Cramming: Poking holes into the education system

0

EARLIER this semester, a friend of mine met with his group to discuss about one of their coming exams. During their meeting, they wrote down in one piece of paper, literal essays, on possible questions that might appear in the exam.

My friend, due to his comparative level of English, was assigned with the task of architecting the essays, which were later photocopied and distributed, so everyone can have a copy to go over at his/her personal time. During the exam, by pure luck, similar questions appeared. My friend and his group in that moment of exhilaration straightway delved into their answer sheets and poured all the information they memorised.

My friend and his group delivered one of the best essays according to their lecturer. But here is the twist; all of their essays were the same, word by word, giving an impression of literal cheating.

This situation is sticky for the students and lecturer who marked the exam. For one thing, no copying in the exam was noted by the invigilators, and second the essays indeed were the best, compared to the rest of the students. Many of the university students have this tendency of writing essays and cramming them prior to the exam. It’s a gamble they take since if questions contrary to what they crammed come up, they will be at a disadvantage.

And even if similar questions appear, they might panic and forget each and everything they had memorised in advance, leading to their failure.

I think students do this because of many reasons, but the major one is the lack of command of the English language. The fear of not being able to answer the questions drives them to cramming.

This is more challenging for theory-based exams that require essays that are logical. Students feel they will fail to word out their thoughts in more concise manner and their fortress becomes memorising.

It’s a challenge that tertiary education needs to address. First of all, I feel the burden on their shoulders of transforming students coming from secondary schools that used English in a very minimal level or not using English at all.

Second, the challenge of transforming these students within a threeyear or four-year program is inherently difficult. I wouldn’t blame this entirely on tertiary education.

The debate on the usage of English in secondary school education is a heated topic in Malaysia. Nationalism has been the stronghold of the advocates for using national languages as medium of instruction in schools.

In the midst of this debate, I would like to say the following. There are students in universities going through a very difficult time because they’ve been using BM in secondary schools and all of a sudden they’re required to use English in universities.

Their lives are miserable. They have to cram everything because they don’t know their meanings. Even if they want to find out the meaning, the process is tedious, taking into account the depth of their subjects. They spent many hours filling their heads with words.

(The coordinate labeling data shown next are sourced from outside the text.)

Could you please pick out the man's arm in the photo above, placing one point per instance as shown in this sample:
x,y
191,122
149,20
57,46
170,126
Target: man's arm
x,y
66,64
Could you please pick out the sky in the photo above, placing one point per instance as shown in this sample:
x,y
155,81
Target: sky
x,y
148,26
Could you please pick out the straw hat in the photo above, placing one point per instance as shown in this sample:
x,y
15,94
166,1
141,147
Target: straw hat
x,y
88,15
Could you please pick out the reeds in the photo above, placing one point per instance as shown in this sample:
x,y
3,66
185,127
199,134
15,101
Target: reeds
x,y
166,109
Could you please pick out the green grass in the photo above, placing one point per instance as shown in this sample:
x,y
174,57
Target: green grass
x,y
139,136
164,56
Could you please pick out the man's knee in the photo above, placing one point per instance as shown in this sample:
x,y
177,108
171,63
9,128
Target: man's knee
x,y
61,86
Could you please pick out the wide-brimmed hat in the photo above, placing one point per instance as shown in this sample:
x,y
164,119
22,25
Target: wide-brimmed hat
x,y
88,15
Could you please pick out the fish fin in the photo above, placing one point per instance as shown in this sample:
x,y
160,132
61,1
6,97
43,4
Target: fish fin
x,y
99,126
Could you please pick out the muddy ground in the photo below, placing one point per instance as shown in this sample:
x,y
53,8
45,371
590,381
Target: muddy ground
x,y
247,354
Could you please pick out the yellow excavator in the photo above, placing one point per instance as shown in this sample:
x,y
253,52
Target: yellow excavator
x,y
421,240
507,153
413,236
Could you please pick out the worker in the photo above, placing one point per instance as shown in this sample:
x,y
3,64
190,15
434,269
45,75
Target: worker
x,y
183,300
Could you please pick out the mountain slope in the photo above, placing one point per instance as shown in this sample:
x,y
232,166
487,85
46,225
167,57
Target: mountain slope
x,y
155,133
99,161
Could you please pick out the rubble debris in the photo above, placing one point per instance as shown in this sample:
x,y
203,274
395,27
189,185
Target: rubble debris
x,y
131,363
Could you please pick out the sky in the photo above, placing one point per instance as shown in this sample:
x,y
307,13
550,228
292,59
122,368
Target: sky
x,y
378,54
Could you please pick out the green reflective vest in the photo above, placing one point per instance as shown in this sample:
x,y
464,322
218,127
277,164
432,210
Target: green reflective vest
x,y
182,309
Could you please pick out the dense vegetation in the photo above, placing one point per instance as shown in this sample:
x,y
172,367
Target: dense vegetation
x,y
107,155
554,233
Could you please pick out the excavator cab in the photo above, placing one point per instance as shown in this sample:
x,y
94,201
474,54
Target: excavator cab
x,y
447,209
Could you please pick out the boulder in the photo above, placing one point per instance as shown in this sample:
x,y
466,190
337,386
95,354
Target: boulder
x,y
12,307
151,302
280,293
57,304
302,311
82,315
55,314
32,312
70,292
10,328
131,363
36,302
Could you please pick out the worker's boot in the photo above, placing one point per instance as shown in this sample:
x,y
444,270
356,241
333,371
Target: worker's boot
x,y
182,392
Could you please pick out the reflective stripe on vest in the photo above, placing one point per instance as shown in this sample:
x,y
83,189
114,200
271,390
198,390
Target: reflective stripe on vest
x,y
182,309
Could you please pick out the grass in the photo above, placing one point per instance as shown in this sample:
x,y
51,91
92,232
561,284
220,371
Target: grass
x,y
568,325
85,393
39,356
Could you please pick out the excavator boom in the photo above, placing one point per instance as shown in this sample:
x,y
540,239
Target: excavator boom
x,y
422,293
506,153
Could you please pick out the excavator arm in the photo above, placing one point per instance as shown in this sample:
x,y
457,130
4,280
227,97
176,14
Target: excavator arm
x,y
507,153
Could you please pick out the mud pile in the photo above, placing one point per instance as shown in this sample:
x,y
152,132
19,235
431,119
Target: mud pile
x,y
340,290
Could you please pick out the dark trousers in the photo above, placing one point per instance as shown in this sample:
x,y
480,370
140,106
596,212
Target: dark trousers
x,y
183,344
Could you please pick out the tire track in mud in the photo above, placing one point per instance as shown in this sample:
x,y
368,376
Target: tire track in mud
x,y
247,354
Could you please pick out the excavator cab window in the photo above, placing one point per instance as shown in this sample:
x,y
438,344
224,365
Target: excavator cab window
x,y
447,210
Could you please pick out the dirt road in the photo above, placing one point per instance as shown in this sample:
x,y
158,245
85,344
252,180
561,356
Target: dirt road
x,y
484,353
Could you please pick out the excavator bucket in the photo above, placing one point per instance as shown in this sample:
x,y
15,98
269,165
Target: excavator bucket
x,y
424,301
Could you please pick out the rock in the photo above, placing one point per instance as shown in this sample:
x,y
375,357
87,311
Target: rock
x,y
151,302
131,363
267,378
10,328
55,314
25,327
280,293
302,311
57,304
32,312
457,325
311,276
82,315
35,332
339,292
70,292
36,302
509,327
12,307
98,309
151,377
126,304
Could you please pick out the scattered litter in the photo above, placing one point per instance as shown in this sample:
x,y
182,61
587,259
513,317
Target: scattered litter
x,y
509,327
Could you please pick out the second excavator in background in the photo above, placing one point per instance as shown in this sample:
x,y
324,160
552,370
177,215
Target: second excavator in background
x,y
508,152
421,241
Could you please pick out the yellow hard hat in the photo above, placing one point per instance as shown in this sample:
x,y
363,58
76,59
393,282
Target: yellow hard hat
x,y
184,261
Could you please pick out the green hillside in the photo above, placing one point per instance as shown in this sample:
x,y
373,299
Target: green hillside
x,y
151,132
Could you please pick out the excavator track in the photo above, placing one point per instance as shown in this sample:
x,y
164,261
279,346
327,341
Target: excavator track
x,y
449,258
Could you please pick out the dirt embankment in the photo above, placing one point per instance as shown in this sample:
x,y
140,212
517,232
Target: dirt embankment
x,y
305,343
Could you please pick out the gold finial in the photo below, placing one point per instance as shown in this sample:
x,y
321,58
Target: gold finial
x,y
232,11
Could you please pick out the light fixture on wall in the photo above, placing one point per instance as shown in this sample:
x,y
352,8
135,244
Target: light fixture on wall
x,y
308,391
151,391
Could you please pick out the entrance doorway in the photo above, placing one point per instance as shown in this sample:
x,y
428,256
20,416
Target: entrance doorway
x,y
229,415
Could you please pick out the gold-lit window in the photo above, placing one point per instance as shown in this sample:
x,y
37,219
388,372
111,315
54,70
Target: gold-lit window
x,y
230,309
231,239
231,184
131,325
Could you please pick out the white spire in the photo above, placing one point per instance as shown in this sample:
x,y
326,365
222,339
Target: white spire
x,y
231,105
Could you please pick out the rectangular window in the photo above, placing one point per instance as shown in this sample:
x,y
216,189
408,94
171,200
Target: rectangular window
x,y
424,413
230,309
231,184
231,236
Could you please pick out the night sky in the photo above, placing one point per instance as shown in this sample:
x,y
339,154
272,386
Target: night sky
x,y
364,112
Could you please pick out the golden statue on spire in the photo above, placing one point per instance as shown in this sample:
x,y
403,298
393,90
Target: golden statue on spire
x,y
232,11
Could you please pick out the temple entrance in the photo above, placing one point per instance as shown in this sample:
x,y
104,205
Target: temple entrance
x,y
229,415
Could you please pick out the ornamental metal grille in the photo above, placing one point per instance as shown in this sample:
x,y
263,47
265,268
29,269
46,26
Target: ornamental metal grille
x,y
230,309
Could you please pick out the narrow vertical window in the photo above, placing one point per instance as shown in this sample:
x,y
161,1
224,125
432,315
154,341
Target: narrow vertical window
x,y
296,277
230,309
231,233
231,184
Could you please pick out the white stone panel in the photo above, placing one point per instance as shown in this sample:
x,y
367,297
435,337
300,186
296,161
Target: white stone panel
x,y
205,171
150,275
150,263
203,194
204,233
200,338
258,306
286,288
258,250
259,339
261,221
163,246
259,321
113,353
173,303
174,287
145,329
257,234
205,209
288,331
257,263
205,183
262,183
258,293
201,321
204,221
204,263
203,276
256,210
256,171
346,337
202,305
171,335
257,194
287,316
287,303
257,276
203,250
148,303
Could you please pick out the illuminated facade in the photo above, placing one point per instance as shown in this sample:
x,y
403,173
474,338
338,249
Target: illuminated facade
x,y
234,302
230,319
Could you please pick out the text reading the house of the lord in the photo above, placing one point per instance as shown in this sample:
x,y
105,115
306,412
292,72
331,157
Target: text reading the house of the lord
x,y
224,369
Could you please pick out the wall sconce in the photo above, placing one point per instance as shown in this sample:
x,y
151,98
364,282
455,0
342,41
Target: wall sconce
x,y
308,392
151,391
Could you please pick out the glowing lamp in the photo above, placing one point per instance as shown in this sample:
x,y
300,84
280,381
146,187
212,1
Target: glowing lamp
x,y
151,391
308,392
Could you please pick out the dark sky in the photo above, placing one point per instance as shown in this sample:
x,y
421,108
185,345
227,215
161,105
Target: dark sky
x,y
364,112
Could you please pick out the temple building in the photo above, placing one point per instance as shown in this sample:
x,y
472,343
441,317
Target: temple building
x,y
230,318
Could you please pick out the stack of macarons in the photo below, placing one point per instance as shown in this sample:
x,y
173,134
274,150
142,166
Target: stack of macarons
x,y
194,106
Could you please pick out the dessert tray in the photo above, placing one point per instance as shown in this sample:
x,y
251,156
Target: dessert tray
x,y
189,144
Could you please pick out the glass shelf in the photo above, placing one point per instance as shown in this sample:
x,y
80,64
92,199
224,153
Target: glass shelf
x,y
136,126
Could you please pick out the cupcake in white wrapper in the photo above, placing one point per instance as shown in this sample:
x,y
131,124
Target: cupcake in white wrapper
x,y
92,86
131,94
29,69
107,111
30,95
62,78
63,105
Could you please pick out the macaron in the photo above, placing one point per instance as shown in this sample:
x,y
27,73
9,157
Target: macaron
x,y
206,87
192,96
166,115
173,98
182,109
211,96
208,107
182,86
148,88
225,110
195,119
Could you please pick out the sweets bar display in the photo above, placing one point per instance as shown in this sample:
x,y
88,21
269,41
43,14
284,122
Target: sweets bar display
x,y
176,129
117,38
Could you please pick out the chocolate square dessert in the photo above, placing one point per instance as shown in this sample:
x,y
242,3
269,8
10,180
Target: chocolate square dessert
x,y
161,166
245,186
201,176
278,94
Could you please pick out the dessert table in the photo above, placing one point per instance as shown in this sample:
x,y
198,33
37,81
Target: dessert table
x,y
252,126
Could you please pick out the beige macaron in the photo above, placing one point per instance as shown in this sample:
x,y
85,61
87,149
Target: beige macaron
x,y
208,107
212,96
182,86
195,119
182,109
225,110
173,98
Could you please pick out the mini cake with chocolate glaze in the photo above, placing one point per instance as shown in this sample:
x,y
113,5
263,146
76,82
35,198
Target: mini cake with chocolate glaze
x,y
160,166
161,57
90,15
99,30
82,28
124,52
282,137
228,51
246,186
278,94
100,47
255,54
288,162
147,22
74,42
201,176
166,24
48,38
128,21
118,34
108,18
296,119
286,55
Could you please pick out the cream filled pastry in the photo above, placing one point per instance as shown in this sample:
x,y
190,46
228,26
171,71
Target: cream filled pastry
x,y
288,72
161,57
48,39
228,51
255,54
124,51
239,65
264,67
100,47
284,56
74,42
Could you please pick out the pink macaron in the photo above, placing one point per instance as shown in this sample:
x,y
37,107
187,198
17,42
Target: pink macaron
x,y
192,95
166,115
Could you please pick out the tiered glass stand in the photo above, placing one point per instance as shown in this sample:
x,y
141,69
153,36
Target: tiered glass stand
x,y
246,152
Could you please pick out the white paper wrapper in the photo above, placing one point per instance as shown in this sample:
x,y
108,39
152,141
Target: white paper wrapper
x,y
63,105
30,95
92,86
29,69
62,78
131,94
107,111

Their inability to use English is translated in many other different areas. For example, they cannot discuss in class since they cannot mouth their thoughts. This in itself demolishes their selfesteem and lowers their confidence.

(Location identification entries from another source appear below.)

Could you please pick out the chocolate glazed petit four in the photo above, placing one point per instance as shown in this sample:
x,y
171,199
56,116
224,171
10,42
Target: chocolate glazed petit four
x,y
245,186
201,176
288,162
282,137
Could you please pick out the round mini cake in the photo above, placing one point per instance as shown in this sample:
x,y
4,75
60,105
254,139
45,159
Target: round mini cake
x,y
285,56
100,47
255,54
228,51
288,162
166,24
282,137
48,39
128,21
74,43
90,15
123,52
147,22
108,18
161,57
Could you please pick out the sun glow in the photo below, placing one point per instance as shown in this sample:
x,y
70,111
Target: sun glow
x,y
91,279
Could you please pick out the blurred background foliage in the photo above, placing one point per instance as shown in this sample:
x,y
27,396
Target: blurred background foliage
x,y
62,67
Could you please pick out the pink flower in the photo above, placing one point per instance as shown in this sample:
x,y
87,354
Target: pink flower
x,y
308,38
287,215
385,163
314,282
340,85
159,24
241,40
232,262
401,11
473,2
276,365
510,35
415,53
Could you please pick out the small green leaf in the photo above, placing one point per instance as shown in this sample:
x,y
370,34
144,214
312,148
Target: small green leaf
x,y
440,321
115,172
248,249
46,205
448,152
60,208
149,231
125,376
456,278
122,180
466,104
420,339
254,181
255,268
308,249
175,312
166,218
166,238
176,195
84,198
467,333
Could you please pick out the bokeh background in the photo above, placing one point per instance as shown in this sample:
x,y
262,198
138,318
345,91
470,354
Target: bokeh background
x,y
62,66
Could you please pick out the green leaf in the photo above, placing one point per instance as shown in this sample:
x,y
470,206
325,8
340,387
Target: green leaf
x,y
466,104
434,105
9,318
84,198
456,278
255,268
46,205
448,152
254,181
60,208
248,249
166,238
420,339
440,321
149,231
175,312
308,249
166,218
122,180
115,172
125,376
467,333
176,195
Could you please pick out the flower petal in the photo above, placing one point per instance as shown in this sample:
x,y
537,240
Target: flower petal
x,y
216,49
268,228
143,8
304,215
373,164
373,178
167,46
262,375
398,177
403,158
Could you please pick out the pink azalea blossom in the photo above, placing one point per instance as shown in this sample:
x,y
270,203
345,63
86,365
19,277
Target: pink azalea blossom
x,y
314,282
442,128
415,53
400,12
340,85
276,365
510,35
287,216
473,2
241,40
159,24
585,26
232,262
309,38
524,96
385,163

But hope isn’t lost since there’re models we can follow. In other countries for example, secondary education is tailored around English. Every subject is taught in English, apart from the national language. This model gives out students able to take the university coursework. And if you analyse the students from these nations, you will clearly see that they haven’t lost their sense of patriotism or nationalism just because they have a better command of English.

These countries have realised that patriotism is not achieved when students get a hard time coping with their university coursework, resulting from their inability to comprehend the language of instruction.

They’ve realised that it only exacerbates antipatriotism since these students will resent their country for passing policies that make it difficult for them to learn.

The reality is patriotism is achieved when the country is making the lives of its people easier.

University education in essence requires students to be at a certain level that our secondary curriculum is not producing. We need to rethink whether high school to university transformation is even ethical in the status quo.

We need to decide whether English has any importance, and whether we need to invest in it.

Can one semester of English course prepare students to take up the university coursework?

Isn’t there anyway we can model our secondary education so that the transformation is smoothsailing?

I know we might have anti-English sentiment taking into account colonialism and what not, but we need to be realistic today.

The forces of globalisation and lingua franca are too strong to resist, whether we like it or not.

We blame students for not speaking English. But has our education system been responsible for giving them the required skills that can assist them to do so? These students are our children, brothers, sisters and friends. Their plight needs to be heard.